Unfortunately, Facebook backed out of Diem – a permissioned blockchain-based stablecoin payment system. The value proposition of instant payments is real and needed, and competition is healthy. Traditional methods of payment are slow and with “know your customer” rules and other stipulations, heavily regulated. Central banks have to clear this up for everyone. The question arises, what role do central banks play when it comes to digital currencies? It’s an uncertain space, and central banks are studying CBDCs (Central Bank Digital Currencies) and should make a Central Bank Digital Currency available – to provide an alternative and set a standard for a reliable, digital currency. This is not the same as forcing people to use the CBDC, just making it available for those who want one. Some people will want to stay with cash and should be allowed to do so.

With the ongoing global challenges, including supply chain disruptions and geopolitical tensions, how do you envision the collaboration between central banks and technology leaders in addressing these issues? What strategies or partnerships do you believe can be effective in mitigating risks and fostering economic resilience, particularly in the context of the tech industry’s influence on global economic dynamics?

Supply chain disruptions and geopolitical tensions can have inflationary consequences. While central banks are interested in the issue, they don’t have an appropriate tool to address this. Of course, if the only thing you have is a hammer, then everything looks like a nail! When faced with a supply disruption that raises inflation, you may have to raise interest rates just a little to make sure people remember you’re on the job and you don’t allow inflation to stick to the fridge on its way by – to prevent a secondary inflationary effect.

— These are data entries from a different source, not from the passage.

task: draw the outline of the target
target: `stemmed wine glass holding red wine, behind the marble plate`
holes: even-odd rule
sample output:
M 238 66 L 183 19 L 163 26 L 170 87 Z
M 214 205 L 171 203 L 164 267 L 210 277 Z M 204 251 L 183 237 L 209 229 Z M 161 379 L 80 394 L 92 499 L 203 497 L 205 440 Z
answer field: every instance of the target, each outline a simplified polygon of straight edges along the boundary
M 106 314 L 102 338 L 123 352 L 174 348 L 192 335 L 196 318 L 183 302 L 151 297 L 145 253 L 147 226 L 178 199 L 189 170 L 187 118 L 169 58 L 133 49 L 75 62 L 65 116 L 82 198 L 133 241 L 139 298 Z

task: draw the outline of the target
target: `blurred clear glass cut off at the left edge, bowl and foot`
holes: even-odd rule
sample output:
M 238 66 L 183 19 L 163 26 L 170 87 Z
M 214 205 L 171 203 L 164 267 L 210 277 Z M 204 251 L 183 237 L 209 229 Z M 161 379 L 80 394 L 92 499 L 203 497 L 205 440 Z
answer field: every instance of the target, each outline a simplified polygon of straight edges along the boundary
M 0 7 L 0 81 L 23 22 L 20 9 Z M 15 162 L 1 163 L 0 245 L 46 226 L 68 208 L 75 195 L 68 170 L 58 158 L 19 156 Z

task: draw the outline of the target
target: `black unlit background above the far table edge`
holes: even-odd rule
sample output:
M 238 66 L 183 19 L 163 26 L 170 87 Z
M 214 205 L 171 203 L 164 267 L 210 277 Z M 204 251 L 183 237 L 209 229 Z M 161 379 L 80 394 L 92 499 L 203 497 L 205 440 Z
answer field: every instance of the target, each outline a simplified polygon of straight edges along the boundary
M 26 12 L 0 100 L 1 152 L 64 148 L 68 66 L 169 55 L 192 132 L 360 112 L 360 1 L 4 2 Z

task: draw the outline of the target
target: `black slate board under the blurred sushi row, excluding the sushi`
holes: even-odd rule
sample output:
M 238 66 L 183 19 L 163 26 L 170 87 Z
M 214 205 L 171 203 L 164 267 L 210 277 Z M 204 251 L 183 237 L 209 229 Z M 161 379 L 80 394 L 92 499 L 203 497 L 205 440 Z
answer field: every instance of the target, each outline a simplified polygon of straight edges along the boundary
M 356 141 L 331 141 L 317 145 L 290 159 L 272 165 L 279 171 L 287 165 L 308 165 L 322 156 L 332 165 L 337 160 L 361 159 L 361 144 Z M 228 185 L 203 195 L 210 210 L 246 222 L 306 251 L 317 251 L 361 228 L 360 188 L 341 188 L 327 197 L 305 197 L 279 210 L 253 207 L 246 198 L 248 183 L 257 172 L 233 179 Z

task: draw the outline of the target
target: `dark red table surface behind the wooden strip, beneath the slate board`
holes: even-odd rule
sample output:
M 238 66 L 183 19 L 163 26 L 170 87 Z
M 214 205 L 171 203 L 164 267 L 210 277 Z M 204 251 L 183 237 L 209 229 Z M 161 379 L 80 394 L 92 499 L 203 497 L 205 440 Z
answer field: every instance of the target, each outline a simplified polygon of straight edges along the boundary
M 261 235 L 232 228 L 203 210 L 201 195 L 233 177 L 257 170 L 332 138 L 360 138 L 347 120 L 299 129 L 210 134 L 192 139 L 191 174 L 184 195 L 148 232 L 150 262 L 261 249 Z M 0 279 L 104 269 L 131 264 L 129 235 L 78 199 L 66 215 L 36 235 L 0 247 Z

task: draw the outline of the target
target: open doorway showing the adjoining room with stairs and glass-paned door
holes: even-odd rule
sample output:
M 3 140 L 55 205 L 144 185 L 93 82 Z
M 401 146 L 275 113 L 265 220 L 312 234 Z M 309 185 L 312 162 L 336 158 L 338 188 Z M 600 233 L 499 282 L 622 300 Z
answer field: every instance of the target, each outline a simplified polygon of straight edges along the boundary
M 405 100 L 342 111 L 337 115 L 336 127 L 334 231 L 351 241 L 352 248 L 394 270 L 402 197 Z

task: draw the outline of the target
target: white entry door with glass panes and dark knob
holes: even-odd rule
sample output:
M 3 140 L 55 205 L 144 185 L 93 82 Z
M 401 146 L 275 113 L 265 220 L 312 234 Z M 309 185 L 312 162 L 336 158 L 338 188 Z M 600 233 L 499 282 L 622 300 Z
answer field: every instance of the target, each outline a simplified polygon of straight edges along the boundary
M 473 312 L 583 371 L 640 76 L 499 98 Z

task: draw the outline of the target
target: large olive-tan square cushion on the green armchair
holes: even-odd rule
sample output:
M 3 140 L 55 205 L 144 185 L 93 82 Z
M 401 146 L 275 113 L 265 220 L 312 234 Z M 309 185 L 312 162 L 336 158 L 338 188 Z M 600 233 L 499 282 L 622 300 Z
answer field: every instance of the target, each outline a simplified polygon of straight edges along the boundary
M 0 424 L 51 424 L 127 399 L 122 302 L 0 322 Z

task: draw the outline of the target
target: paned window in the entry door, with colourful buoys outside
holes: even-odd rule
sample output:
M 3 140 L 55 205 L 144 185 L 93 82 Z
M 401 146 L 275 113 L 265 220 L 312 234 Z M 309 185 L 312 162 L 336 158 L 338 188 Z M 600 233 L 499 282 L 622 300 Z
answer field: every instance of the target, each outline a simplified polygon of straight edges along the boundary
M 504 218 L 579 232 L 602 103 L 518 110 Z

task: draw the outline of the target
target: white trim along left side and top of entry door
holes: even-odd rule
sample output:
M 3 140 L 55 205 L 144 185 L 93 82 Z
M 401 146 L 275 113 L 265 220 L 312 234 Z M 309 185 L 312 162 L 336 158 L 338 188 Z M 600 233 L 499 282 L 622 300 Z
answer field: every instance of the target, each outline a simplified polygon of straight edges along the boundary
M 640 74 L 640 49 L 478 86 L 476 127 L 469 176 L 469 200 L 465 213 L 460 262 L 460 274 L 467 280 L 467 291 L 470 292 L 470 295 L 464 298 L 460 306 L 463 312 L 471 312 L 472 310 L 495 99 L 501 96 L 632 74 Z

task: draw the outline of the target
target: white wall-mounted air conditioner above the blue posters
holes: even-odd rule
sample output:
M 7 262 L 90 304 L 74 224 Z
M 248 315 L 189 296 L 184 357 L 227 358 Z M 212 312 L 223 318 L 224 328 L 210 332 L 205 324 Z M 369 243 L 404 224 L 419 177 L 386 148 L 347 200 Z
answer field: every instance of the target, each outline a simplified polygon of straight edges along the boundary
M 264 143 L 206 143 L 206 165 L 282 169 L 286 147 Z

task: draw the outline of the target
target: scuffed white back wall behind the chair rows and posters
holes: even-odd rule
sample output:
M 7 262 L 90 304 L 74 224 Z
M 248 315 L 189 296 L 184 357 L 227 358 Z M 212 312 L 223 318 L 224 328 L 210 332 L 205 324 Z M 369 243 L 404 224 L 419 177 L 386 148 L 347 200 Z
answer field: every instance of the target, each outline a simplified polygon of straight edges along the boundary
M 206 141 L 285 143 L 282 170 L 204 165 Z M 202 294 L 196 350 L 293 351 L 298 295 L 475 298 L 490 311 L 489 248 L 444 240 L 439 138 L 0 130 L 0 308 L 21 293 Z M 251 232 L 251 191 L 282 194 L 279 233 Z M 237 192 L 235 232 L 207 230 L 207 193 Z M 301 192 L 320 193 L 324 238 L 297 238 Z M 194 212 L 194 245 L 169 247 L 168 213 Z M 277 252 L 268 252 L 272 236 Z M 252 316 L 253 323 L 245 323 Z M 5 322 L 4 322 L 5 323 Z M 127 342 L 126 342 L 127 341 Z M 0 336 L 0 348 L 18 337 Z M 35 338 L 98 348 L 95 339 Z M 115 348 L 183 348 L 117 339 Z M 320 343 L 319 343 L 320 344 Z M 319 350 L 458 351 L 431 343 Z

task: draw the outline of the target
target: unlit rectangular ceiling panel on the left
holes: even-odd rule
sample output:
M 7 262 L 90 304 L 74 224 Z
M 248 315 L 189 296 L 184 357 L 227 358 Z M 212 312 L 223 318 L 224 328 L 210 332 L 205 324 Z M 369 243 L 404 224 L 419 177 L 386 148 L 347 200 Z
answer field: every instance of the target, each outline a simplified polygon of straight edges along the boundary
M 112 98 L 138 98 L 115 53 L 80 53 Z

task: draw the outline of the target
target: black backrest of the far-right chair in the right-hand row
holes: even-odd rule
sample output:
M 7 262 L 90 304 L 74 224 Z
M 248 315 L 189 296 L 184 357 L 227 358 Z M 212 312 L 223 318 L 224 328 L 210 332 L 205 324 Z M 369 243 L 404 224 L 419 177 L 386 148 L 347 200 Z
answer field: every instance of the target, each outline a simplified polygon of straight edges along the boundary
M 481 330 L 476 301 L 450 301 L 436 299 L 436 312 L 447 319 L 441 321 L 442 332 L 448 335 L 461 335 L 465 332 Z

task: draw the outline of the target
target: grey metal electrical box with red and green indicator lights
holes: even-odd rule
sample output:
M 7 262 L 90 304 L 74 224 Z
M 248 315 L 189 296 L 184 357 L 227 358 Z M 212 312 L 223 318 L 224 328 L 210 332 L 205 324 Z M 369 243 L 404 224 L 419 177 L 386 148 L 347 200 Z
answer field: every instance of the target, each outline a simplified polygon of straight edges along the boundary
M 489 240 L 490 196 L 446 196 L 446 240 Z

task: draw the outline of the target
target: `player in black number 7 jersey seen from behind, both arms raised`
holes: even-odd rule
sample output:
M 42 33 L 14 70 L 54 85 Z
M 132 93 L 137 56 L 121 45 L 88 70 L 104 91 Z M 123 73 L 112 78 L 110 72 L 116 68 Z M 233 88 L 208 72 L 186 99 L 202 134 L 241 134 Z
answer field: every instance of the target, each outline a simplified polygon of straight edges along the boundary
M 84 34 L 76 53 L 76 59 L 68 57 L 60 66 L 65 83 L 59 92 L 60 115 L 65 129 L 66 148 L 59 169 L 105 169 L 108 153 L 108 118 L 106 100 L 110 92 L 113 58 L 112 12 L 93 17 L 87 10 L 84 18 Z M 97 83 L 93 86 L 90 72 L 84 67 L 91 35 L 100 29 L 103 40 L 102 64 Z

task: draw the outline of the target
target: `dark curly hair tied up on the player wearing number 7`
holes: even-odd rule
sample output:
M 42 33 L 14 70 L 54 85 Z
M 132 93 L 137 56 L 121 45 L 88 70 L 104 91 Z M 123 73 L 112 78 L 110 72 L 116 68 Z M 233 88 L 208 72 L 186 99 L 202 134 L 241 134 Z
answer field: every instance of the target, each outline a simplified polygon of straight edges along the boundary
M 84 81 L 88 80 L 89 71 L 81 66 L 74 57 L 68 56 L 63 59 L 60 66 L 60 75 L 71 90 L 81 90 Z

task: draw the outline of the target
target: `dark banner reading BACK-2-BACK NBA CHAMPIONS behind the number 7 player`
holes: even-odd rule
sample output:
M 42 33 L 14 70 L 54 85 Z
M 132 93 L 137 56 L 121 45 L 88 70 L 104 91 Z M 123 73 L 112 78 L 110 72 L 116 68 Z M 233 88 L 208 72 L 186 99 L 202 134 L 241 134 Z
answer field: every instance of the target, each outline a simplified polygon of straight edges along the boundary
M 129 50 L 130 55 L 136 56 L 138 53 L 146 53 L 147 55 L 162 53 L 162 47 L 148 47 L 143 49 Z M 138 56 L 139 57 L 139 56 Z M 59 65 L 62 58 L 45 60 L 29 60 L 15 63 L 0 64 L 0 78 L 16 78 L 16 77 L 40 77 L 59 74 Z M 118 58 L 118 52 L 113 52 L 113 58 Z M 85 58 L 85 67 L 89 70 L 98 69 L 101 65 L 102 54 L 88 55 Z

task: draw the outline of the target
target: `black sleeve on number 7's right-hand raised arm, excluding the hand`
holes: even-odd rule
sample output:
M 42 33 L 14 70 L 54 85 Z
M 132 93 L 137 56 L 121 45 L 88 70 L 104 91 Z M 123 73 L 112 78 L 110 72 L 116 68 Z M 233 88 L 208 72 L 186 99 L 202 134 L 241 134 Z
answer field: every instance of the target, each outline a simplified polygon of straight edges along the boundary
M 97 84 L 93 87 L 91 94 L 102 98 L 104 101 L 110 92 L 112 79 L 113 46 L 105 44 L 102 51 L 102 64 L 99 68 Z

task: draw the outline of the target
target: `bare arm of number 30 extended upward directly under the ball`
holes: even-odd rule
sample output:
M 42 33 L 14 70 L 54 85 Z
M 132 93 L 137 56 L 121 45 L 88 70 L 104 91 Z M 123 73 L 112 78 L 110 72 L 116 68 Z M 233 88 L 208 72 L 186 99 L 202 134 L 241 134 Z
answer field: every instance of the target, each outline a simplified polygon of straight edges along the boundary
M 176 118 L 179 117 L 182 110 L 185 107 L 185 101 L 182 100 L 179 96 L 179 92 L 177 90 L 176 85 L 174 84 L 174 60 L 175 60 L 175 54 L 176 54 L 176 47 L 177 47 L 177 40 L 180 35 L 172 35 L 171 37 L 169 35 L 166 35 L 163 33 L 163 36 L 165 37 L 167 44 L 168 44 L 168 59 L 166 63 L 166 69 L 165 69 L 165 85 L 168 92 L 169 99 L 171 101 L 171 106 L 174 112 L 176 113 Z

However, supply chain disruptions are a very difficult problem for central banks to deal with. As an economist, what am I supposed to do about the chip shortage, for example, that I read about in the newspaper? Collecting more real-time data and a collaborative effort between technology leaders would make a difference. We need a collaborative response to deal with whatever shortages emerge to jointly address these issues in the future.

With the increasing emphasis on environmental sustainability and climate-related risks, how should the Bank of Canada be integrating these factors into its monetary policy and financial stability considerations? Are there specific measures or collaborations with other stakeholders that the Bank should be exploring to address the challenges posed by climate change in the context of monetary and financial policy?

Central banks lack the tools to fight climate change. However, they are adopting an interest in the issue – but for very indirect reasons. Volatile weather events, such as tornadoes, floods, etc. pose a direct climate related risk to the economy. We need to understand this but can’t do anything about it.

The more important issue to look at is when an economy has a convulsion because of climate outcomes, posing risks to businesses, banks, and insurance companies. These shocks can find a way into the fabric of our financial system. You never know what kind of disruption could take down your banking system. Central banks want to know that a bank or insurer is measuring their risks and is appropriately provisioned in case something bad happens.

Central banks are responsible for economic and monetary policy as well as the soundness of the financial system. If the financial system is falling apart, the economy can’t function. Hence, central banks have an interest in ensuring that banks and insurers are appropriately provisioning for climate-related shocks.